Bergedorf. Während in den Hamburger Ballungsgebieten die Clubs Wartelisten führen, sind Jugendfußballer im Bergedorfer Raum heiß begehrt.

Mit rund 1000 Kindern und Jugendlichen hat der SV Nettelnburg/Allermöhe die größte Jugendfußball-Abteilung der Region und eine der größten in ganz Hamburg. Der Verein profitiert seit Jahrzehnten von dem riesigen Einzugsgebiet Neuallermöhe vor seiner Haustür und ist ein Beispiel dafür, wie vorbildlich Jugendarbeit in einem schwierigen Umfeld gelingen kann.

Der Bedarf an Sportangeboten ist gewaltig: Nach der Errichtung des Stadtteils Neuallermöhe war dort vor 20 Jahren jeder zweite Bewohner eine Jugendliche oder ein Jugendlicher. Heute ist es immer noch knapp jeder Vierte (22 Prozent). Damit ist der Anteil junger Menschen in Neuallermöhe immer noch doppelt so hoch wie im Bundesdurchschnitt, wo Kinder und Jugendliche gerade mal zehn Prozent der Bevölkerung ausmachen. Dies ist laut Statistischem Bundesamt der niedrigste Wert seit der Wiedervereinigung.

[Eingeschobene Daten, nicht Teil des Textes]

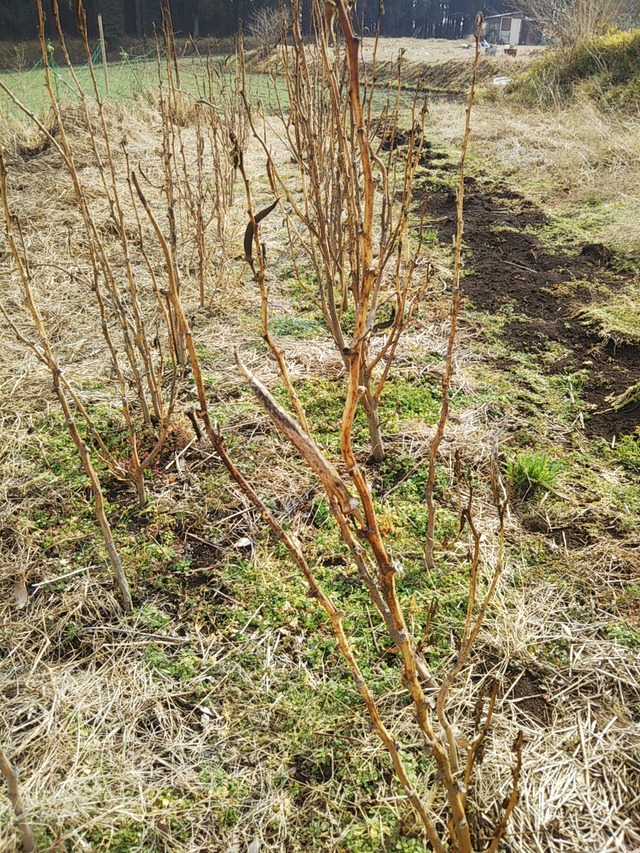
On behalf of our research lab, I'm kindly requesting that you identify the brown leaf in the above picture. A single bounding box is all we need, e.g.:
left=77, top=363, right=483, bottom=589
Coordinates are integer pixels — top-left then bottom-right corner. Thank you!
left=13, top=581, right=29, bottom=610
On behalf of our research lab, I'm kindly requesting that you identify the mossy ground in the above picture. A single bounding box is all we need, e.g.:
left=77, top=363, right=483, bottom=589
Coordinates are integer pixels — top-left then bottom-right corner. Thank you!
left=2, top=43, right=640, bottom=853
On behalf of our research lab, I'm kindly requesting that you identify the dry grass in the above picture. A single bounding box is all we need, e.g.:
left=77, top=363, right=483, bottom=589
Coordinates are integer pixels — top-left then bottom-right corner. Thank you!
left=431, top=97, right=640, bottom=258
left=0, top=43, right=640, bottom=853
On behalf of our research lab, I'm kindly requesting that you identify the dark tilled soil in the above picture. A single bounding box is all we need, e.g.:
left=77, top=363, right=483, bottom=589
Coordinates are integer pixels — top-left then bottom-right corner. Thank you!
left=429, top=179, right=640, bottom=439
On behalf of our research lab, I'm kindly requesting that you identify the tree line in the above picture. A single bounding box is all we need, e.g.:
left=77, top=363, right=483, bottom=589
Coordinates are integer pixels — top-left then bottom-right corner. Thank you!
left=0, top=0, right=513, bottom=48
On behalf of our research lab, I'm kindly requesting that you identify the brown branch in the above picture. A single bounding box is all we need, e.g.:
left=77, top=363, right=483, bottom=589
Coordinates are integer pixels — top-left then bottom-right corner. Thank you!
left=0, top=746, right=36, bottom=853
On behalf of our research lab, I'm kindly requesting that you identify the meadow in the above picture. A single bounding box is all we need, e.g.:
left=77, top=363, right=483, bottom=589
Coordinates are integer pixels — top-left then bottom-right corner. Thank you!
left=0, top=20, right=640, bottom=853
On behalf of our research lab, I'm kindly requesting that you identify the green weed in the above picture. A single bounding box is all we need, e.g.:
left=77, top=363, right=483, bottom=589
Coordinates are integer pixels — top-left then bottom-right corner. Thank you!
left=507, top=450, right=562, bottom=500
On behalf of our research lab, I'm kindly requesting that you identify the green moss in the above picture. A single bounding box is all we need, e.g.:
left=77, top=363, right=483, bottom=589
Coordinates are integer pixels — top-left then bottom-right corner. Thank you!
left=615, top=430, right=640, bottom=474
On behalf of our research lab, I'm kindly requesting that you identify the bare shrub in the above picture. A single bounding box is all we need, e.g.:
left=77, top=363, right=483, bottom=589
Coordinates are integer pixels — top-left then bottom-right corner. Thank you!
left=247, top=5, right=289, bottom=59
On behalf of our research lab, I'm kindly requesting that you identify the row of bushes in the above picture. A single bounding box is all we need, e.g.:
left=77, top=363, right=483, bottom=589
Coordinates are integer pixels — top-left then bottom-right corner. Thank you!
left=507, top=29, right=640, bottom=112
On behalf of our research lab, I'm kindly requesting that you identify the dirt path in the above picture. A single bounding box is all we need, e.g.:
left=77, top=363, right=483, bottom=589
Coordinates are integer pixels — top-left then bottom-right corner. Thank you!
left=429, top=163, right=640, bottom=439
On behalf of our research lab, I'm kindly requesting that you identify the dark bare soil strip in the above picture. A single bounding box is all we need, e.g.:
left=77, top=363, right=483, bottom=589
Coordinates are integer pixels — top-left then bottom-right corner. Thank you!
left=428, top=171, right=640, bottom=439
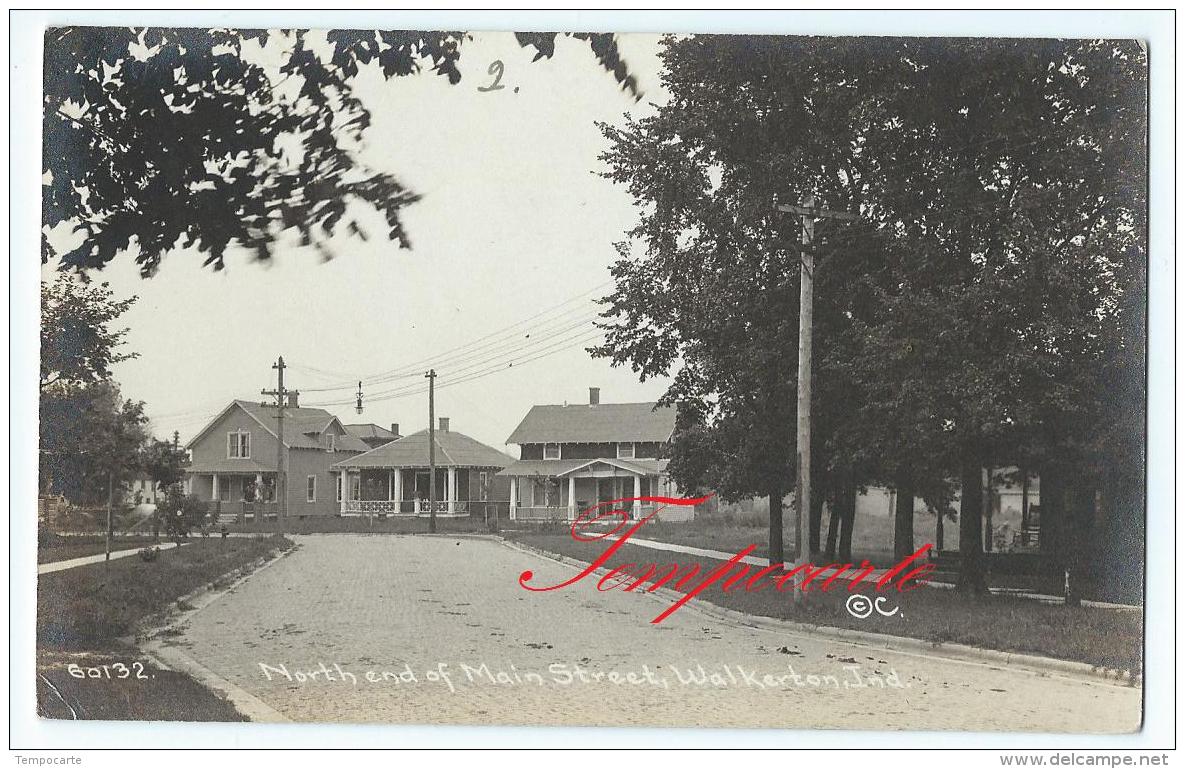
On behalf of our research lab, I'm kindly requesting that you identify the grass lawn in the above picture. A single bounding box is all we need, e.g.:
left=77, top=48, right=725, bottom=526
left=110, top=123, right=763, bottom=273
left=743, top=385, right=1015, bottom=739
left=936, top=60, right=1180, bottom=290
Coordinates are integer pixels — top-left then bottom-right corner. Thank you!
left=220, top=515, right=491, bottom=536
left=506, top=532, right=1142, bottom=675
left=37, top=537, right=292, bottom=720
left=37, top=534, right=161, bottom=563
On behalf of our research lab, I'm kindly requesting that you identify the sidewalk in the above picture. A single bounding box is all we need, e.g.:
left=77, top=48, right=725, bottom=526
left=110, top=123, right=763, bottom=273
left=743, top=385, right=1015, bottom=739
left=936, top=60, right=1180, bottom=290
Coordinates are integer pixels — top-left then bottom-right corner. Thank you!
left=609, top=537, right=1144, bottom=611
left=37, top=541, right=180, bottom=575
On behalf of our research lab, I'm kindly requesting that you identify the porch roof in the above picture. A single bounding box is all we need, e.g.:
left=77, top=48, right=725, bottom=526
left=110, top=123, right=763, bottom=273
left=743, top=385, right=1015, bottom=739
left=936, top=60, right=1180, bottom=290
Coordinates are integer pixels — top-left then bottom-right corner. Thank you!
left=333, top=430, right=514, bottom=470
left=498, top=457, right=667, bottom=478
left=185, top=460, right=276, bottom=475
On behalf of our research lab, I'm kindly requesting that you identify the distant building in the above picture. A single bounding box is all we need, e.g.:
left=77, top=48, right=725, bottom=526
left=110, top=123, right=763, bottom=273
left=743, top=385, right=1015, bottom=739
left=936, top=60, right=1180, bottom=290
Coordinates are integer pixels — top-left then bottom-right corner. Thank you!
left=500, top=387, right=693, bottom=520
left=345, top=422, right=399, bottom=449
left=333, top=417, right=513, bottom=518
left=186, top=396, right=371, bottom=519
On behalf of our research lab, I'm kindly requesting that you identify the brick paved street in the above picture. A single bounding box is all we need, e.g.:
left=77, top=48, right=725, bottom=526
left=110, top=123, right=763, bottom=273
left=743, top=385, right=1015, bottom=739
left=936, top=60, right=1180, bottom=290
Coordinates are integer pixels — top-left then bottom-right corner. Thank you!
left=177, top=534, right=1140, bottom=732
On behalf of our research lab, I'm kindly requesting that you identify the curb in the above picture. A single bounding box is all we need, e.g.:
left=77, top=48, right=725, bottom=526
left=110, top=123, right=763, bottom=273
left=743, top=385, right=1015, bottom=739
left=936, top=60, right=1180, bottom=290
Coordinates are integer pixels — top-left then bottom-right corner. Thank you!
left=499, top=538, right=1136, bottom=687
left=124, top=543, right=300, bottom=724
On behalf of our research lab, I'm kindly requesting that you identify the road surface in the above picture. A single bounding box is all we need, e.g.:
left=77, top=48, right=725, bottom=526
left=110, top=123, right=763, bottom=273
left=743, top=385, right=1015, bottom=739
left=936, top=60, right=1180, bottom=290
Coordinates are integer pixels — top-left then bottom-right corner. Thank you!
left=171, top=534, right=1140, bottom=732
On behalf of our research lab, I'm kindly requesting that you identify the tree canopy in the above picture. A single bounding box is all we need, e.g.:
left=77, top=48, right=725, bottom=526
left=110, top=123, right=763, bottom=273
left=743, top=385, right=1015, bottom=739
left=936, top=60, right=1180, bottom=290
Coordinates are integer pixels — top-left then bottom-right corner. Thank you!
left=596, top=36, right=1146, bottom=578
left=41, top=27, right=640, bottom=276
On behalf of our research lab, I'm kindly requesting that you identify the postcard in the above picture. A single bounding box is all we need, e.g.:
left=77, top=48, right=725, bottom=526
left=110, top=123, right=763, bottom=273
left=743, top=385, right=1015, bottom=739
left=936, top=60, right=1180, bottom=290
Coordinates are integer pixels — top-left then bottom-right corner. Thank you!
left=30, top=16, right=1164, bottom=735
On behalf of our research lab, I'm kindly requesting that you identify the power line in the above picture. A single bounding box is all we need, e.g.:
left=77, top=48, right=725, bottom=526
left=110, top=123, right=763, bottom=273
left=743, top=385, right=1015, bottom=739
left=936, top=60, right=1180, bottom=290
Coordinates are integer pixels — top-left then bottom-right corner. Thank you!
left=289, top=280, right=613, bottom=392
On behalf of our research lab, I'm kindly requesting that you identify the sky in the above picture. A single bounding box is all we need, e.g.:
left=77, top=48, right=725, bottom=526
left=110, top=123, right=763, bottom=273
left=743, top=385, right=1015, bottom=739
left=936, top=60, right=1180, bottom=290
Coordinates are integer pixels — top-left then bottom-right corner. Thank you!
left=43, top=32, right=670, bottom=450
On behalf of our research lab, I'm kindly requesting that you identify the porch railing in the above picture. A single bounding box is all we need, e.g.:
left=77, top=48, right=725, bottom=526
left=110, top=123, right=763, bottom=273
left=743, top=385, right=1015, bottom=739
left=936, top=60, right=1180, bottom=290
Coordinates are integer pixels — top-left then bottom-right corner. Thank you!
left=342, top=499, right=469, bottom=517
left=206, top=499, right=280, bottom=524
left=511, top=505, right=661, bottom=521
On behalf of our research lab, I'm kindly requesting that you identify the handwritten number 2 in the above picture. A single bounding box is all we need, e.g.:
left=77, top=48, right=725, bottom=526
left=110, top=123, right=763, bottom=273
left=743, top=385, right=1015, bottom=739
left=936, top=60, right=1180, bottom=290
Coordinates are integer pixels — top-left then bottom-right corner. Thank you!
left=478, top=59, right=506, bottom=94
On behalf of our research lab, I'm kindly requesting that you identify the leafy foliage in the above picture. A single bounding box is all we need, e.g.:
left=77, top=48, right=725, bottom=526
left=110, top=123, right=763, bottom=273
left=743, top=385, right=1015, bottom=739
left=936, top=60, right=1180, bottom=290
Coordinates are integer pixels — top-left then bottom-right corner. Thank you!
left=156, top=486, right=206, bottom=537
left=39, top=275, right=136, bottom=393
left=39, top=382, right=148, bottom=505
left=140, top=438, right=188, bottom=488
left=41, top=27, right=638, bottom=276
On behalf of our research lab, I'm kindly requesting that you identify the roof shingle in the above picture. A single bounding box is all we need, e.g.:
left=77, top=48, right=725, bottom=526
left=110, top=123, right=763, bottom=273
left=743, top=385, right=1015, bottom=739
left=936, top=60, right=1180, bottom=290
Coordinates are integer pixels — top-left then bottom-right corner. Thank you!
left=506, top=403, right=675, bottom=444
left=334, top=430, right=514, bottom=468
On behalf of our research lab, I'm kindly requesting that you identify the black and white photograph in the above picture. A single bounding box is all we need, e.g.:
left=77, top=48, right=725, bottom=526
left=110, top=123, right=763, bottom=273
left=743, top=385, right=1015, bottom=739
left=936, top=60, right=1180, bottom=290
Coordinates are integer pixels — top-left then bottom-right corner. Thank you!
left=9, top=11, right=1176, bottom=753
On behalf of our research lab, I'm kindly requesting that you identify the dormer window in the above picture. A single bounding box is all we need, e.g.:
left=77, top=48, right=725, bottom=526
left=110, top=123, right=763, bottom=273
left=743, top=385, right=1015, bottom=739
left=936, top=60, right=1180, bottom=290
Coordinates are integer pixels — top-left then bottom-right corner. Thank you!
left=226, top=430, right=251, bottom=460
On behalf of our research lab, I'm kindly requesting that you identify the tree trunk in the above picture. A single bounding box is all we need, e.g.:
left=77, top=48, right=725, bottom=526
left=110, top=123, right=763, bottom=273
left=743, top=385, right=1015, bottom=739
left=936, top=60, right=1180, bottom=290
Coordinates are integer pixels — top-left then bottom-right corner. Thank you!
left=811, top=476, right=824, bottom=553
left=1040, top=467, right=1065, bottom=570
left=807, top=452, right=828, bottom=556
left=1064, top=479, right=1095, bottom=607
left=825, top=489, right=841, bottom=560
left=892, top=473, right=915, bottom=560
left=769, top=482, right=786, bottom=564
left=959, top=460, right=987, bottom=594
left=103, top=472, right=115, bottom=562
left=839, top=478, right=856, bottom=563
left=984, top=467, right=995, bottom=552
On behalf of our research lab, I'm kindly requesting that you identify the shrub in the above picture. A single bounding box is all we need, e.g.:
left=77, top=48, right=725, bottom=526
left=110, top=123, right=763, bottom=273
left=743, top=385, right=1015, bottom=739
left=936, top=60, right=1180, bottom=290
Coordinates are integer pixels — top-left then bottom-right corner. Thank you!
left=156, top=488, right=206, bottom=537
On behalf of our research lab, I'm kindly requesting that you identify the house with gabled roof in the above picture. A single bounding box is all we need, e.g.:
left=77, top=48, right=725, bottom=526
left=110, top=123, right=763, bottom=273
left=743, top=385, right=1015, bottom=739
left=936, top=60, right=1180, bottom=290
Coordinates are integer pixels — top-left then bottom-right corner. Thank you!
left=186, top=393, right=371, bottom=520
left=333, top=417, right=514, bottom=518
left=499, top=387, right=693, bottom=520
left=344, top=422, right=401, bottom=449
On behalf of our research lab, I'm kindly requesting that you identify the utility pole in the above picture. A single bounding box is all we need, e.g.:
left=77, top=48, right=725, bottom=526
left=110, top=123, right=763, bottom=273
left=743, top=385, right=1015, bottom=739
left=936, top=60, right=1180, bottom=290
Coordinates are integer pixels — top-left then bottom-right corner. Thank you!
left=263, top=355, right=295, bottom=534
left=103, top=470, right=115, bottom=564
left=424, top=369, right=436, bottom=534
left=776, top=196, right=856, bottom=603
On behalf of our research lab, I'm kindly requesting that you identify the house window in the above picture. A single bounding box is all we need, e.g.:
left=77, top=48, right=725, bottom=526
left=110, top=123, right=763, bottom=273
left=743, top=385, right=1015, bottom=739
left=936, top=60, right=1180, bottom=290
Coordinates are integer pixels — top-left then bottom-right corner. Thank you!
left=226, top=430, right=251, bottom=460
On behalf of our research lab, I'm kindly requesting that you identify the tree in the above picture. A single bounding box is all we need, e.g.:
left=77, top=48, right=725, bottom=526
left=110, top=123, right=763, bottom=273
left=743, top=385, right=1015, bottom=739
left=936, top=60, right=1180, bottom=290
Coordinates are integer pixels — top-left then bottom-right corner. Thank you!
left=40, top=382, right=148, bottom=505
left=39, top=275, right=136, bottom=397
left=41, top=27, right=640, bottom=276
left=140, top=440, right=188, bottom=489
left=597, top=36, right=1145, bottom=582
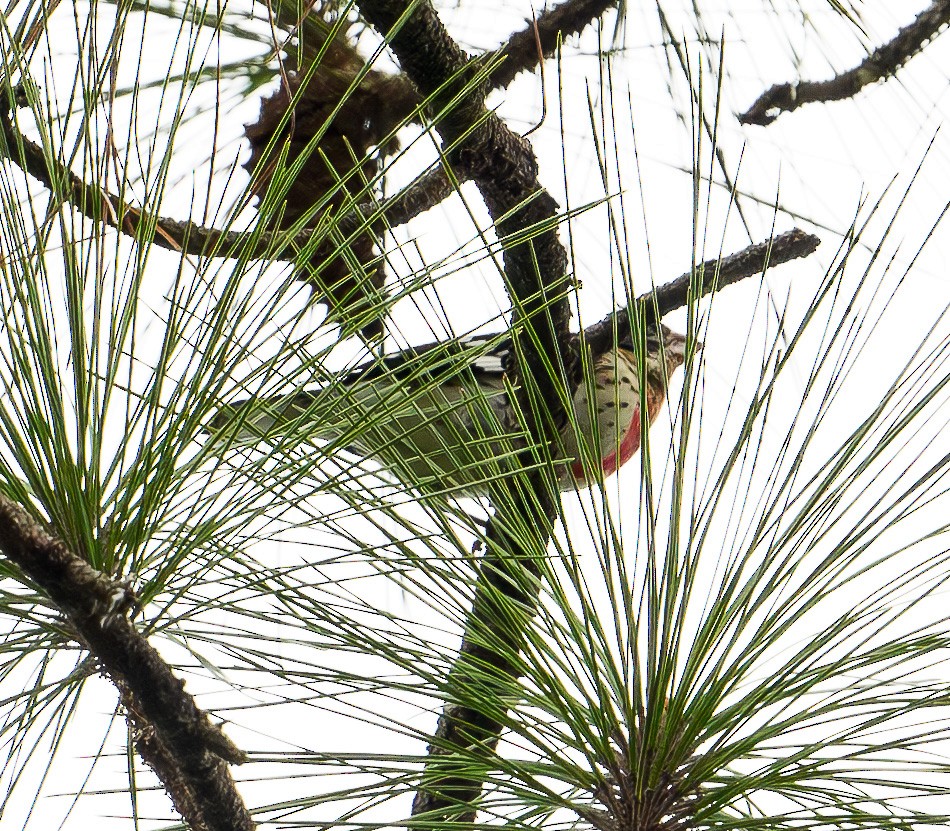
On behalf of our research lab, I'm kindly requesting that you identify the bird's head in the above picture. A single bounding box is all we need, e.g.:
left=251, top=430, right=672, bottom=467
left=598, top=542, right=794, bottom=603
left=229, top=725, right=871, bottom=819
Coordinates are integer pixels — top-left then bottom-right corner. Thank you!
left=618, top=323, right=703, bottom=387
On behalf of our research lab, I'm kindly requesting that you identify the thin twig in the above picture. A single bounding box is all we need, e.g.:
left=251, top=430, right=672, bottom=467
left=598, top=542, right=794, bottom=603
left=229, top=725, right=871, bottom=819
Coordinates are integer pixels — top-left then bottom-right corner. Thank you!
left=739, top=0, right=950, bottom=127
left=488, top=0, right=617, bottom=89
left=0, top=494, right=254, bottom=831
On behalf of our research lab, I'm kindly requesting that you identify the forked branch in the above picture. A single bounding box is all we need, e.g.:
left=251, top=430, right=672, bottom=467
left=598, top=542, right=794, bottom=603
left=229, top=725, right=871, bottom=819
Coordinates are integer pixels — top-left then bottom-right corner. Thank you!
left=0, top=494, right=254, bottom=831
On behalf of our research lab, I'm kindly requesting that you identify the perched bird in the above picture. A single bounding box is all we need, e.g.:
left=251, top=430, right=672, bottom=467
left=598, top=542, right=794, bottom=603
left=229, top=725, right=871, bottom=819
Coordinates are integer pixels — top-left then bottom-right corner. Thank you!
left=211, top=324, right=701, bottom=495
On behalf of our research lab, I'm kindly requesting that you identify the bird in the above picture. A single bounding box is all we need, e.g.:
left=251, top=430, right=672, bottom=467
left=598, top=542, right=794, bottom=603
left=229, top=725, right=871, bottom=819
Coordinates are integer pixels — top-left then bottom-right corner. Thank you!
left=209, top=323, right=702, bottom=496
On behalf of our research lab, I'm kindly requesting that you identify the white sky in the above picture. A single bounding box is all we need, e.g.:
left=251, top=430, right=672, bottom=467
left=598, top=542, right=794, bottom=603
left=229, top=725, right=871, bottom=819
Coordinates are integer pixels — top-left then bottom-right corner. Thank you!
left=4, top=0, right=950, bottom=831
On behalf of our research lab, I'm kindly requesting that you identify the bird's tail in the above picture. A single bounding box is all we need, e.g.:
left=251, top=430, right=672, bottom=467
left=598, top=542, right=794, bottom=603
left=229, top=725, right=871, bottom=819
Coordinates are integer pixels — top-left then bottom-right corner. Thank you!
left=208, top=391, right=336, bottom=446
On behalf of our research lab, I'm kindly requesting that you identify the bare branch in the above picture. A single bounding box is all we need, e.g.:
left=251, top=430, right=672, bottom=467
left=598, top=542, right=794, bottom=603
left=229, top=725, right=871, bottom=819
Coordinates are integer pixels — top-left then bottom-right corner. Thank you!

Hamburg: Für Kinder fehlen rund 3000 Plätze in Fußballvereinen

Doch in Hamburger Ballungsräumen bedeuten selbst diese zehn Prozent an jungen Menschen eine gewaltige Herausforderung. So sorgte der Hamburger Fußball-Verband jüngst mit der Veröffentlichung der Ergebnisse einer Umfrage unter seinen Vereinen für Aufregung. Demnach würden 3000 Kinder in der Hansestadt gerne Fußball in einem Verein spielen, werden mangels Kapazitäten aber nicht aufgenommen. Mit anderen Worten: Gäbe es in Hamburg einen Jugendfußball-Verein „FC Warteliste“, so wäre dieser dreimal so groß wie der SV Nettelnburg/Allermöhe. „Die Lage ist teilweise dramatisch“, so HFV-Präsident Christian Okun.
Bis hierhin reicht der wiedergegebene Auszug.